Son 14 yıldır, geçmişte sancıları çekilen sorunların büyük ölçüde ortadan kalktığı bir ülkede yaşıyoruz. O yüzden hep birlikte ülkemize sahip çıkmalıyız.

Bu ittifakın emrine girerek, ülkemizi ve bölgemizi yönetmek isteyenler, topraklarımızı sömürge haline getirmek peşindeler.

Şimdi biz göz göre göre aynı senaryonun ülkemizde oynanmasına izin mi vereceğiz? DAEŞ içindeki yabancı teröristlerin hangi ülkelerden geldiklerini siz de biliyorsunuz. Bu işleri organize eden, kaynak sağlayan o yabancıların ne işi var oralarda? Batı'nın değişik ülkelerinden gelenleri görüyorsunuz değil mi?

Bir süredir terör örgütü de güdümündeki parti de, bölgedeki hadiseleri uluslararası platformlara taşıyabilmek için uğraşıyorlar. Cizre ile ilgili bir kitapçık hazırlamışlar, utanmadan devletin yakıp yıktığını öne sürüyorlar. Bölücü terör örgütü suç üstü yakalanmıştır. Vatandaşlarımıza zulmederken, evlerini yıkarken, çocuklarını zorla ellerinden alırken devletin müdahalesiyle karşılaşmıştır.

Ama bunlar ne yapıyor? Akıl almaz bir yüzsüzlükle kendi yedikleri haltları devlete mal ederek üste çıkmaya çalışıyorlar. Milleti de, dünyayı da kandırabileceğinizi mi sanıyorsunuz? O günler geride kaldı.

HDP'li belediyeler, eline geçen parayı 'Dağa nasıl ulaştırırım, Kandil'e nasıl ulaştırırım?' bunun gayreti içindeler. Elinde silahı olan karşısında güvenlik güçlerimizi bulacak, bunu böyle bilsinler. Silahıyla can alanın arkasında duran siyasetçi, karşısında idari birimlerimizi, savcılarımızı, hakimlerimizi bulacak.
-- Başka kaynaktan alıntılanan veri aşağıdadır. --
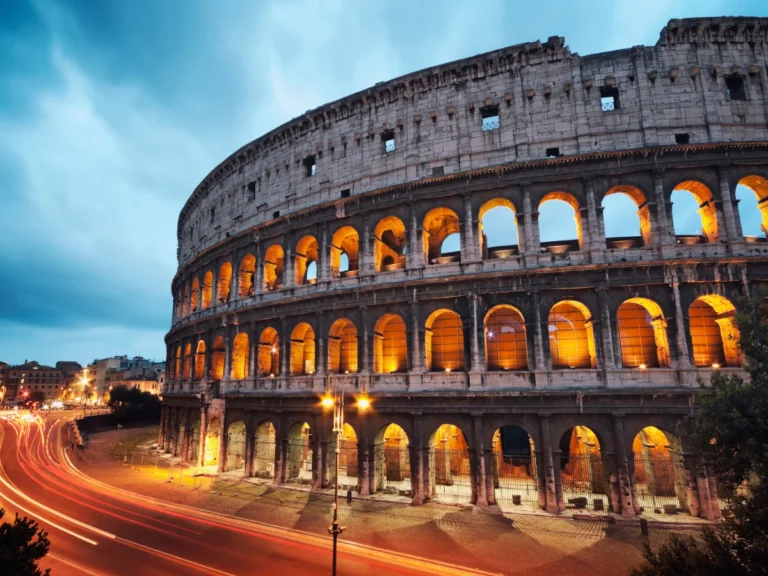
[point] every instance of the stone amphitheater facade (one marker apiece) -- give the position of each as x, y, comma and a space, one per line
552, 375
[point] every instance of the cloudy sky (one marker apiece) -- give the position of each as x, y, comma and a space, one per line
111, 112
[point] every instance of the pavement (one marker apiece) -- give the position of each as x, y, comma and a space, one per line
492, 541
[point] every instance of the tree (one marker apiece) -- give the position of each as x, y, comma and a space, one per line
731, 432
22, 544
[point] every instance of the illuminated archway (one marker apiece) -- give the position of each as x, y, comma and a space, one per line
269, 353
389, 244
342, 347
505, 344
444, 342
642, 334
714, 334
571, 337
390, 349
302, 350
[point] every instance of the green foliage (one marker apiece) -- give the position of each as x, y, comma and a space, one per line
22, 544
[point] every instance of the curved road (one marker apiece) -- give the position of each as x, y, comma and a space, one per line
96, 529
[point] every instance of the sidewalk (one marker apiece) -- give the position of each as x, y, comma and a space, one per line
509, 543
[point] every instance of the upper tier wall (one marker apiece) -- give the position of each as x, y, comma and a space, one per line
546, 98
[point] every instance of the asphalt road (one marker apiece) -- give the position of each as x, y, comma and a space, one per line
96, 529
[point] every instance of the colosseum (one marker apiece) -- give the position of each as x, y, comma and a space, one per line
551, 366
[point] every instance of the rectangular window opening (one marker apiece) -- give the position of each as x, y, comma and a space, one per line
609, 98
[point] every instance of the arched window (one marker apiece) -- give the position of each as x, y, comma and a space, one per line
306, 257
439, 224
571, 338
389, 244
560, 223
247, 277
694, 214
240, 356
626, 217
444, 346
505, 346
302, 350
269, 353
497, 229
342, 347
390, 351
642, 334
273, 268
714, 334
345, 242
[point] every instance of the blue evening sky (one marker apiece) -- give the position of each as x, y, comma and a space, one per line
112, 111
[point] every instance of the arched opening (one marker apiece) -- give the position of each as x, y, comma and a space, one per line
714, 334
752, 194
264, 451
584, 478
627, 218
345, 242
218, 352
505, 344
389, 244
342, 347
224, 282
390, 349
693, 214
642, 334
515, 478
393, 461
269, 353
449, 465
560, 227
571, 336
438, 225
347, 458
273, 268
247, 276
200, 360
299, 461
194, 295
302, 350
211, 455
444, 342
306, 257
207, 294
240, 357
235, 446
659, 476
497, 229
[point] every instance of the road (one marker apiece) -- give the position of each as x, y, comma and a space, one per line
96, 529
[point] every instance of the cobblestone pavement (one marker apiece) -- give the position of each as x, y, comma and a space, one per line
502, 543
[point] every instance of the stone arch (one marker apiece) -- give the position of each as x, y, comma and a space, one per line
495, 244
444, 342
342, 347
707, 213
714, 333
639, 199
274, 259
392, 460
269, 353
246, 281
505, 340
390, 345
642, 334
307, 252
389, 244
439, 224
571, 336
302, 350
345, 241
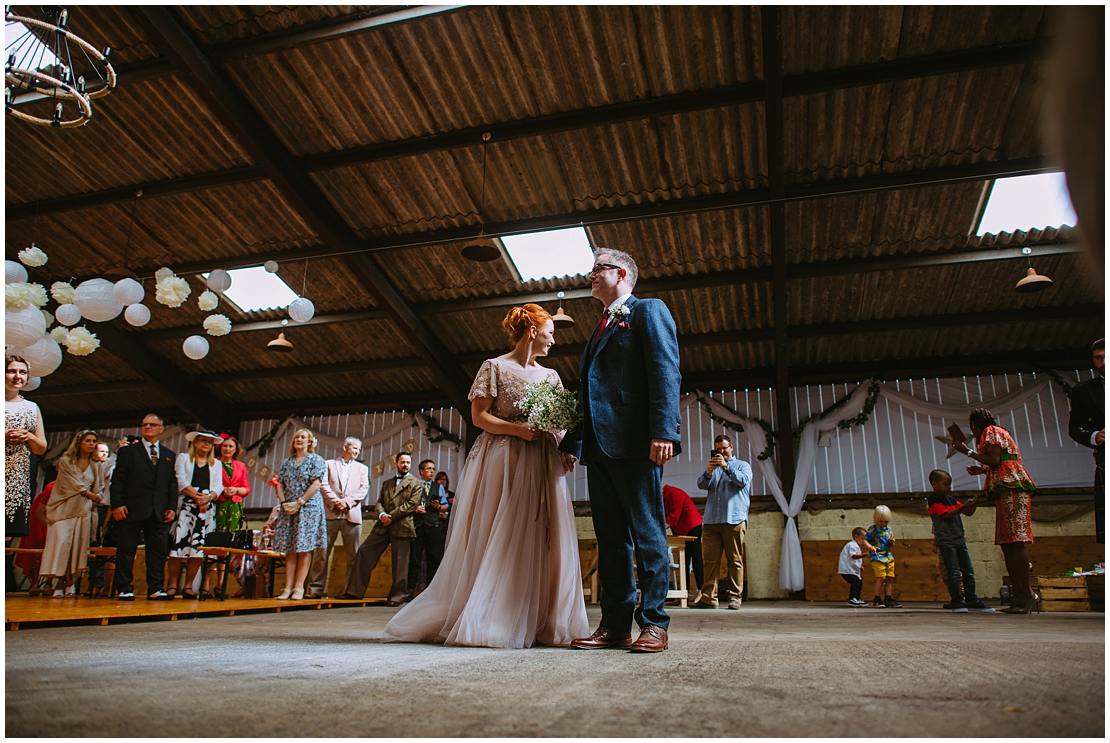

Hiçbir yalan gerçeğin ışığından kaçırılmayacak.

Şehitlerimiz oldu. Şu anda yaklaşık 600 civarında şehidimiz var, ama 8 bine yakın da etkisiz hale getirilen terörist var. Bu bir mücadelenin sonucudur. Şehit niye vardır? Dini için, vatanı için. Bu uğurda mücadelesini verir. Ve kuru toprak vatan olmaz, şehit kanlarıyla yoğrulursa vatan olur. Onun için hep ne dedik? Tek millet dedik.

İşte görüyoruz ki bu örgüte silah bıraktırmak için çalışması gerekenlerin kendileri ellerine silah almışlar. Onlara anladıkları dilden konuşmak gerekirdi, nitekim öyle yaptık.

Lice'de 8 bin kişiyle yapılan operasyonda bütün tarlalar temizleniyor. Çünkü terör örgütünün en büyük gelir kaynağı oldu. Bölgeye yaptığımız tüm yatırımlar, bunların engellemeleriyle karşılaştı.

Arabasının arkasında terör örgütüne silah taşıyanlar bu ülkede milletvekili olamaz. Sözde mezarlarda yargı ofisleri kuranlar bu ülkede samimi olamaz. Çok yakında yargının önüne çıkacak hesabı verecekler."